I make a lot of soups as they are a great way of getting to eat more vegetables!
A lot of people think that cheese is too high in calories to use on a fast day, but if you use a little strong cheese, it is amazing what a difference it can make to both the flavour and the texture. Because parmesan is a little salty too, it helps to balance your electrolytes – when you may have been drinking a lot of fluids on a fast day, you do need some salt to replace what may have been lost or is missing because you haven’t eaten. So whereas on non-fast days I rarely use salt in cooking, on fast days I like to make sure that something salty is part of our menu.
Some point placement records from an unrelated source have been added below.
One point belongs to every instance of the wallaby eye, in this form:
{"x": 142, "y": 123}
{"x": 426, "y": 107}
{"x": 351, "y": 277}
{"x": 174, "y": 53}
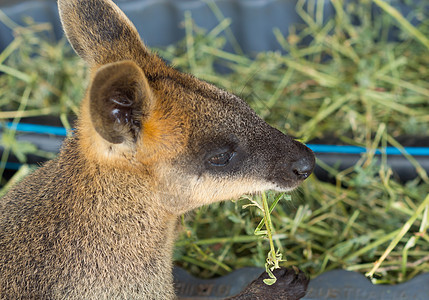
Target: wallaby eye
{"x": 221, "y": 159}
That could be capers or pickles, air dried ham perhaps, or the stock that I use in soup.
- ½ tbsp olive oil
- ½ large onion, chopped
- 1 clove garlic, finely chopped
- 1 stalk celery, chopped
- ¼ cauliflower florets (150g)
- 1 medium carrot, chopped
- ¼ sweet red bell pepper, chopped
- 1 tbsp parsley, finely chopped
- 500ml chicken or vegetable stock
- 1 tsp pesto
- Sea salt and freshly ground black pepper
- A few basil leaves, roughly torn
- 10g freshly grated Parmesan cheese
- Heat oil in large pan and gently sauté the onions and garlic for about 5 minutes, until a little softened.
- Then add the celery, carrot and red pepper and cook gently for a further 10 minutes, adding a little water if necessary to prevent them sticking.
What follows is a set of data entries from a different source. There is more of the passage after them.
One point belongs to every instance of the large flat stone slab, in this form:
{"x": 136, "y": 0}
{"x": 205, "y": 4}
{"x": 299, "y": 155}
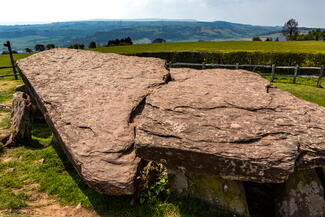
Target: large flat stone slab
{"x": 230, "y": 123}
{"x": 91, "y": 100}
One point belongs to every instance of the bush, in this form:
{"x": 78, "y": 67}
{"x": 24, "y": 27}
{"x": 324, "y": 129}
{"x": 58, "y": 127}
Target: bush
{"x": 256, "y": 58}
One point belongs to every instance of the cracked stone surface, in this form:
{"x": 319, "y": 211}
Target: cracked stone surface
{"x": 91, "y": 100}
{"x": 230, "y": 123}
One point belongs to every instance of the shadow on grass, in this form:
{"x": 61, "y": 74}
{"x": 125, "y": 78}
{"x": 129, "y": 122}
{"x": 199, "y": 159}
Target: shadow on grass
{"x": 123, "y": 205}
{"x": 112, "y": 205}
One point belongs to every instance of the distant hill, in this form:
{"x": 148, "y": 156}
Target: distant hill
{"x": 141, "y": 31}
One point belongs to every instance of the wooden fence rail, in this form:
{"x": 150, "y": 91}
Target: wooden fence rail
{"x": 272, "y": 67}
{"x": 12, "y": 61}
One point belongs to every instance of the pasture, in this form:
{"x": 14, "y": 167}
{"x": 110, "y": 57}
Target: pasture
{"x": 222, "y": 46}
{"x": 43, "y": 168}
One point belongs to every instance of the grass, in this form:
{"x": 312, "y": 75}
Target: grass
{"x": 304, "y": 88}
{"x": 223, "y": 46}
{"x": 57, "y": 177}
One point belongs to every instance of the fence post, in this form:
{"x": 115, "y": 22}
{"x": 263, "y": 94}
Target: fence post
{"x": 296, "y": 73}
{"x": 203, "y": 65}
{"x": 321, "y": 74}
{"x": 273, "y": 73}
{"x": 8, "y": 45}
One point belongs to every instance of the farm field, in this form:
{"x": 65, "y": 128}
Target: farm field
{"x": 42, "y": 170}
{"x": 224, "y": 46}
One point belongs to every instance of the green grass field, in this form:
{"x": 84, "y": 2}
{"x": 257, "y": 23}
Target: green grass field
{"x": 223, "y": 46}
{"x": 59, "y": 180}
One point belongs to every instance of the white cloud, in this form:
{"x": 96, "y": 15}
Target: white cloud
{"x": 261, "y": 12}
- Add the cauliflower, parsley and stock, bring to the boil and simmer for 10 to 12 minutes until the cauliflower is tender.
- Add the pesto and adjust the seasoning to taste.
- Serve in warmed bowls with some basil leaves and a sprinkle of Parmesan.
- Per serving: kcals 124
- Carbs 14g Fat 6g Protein 5g
- You could add some pasta or cannelini beans to make a more substantial soup for a non-fast day.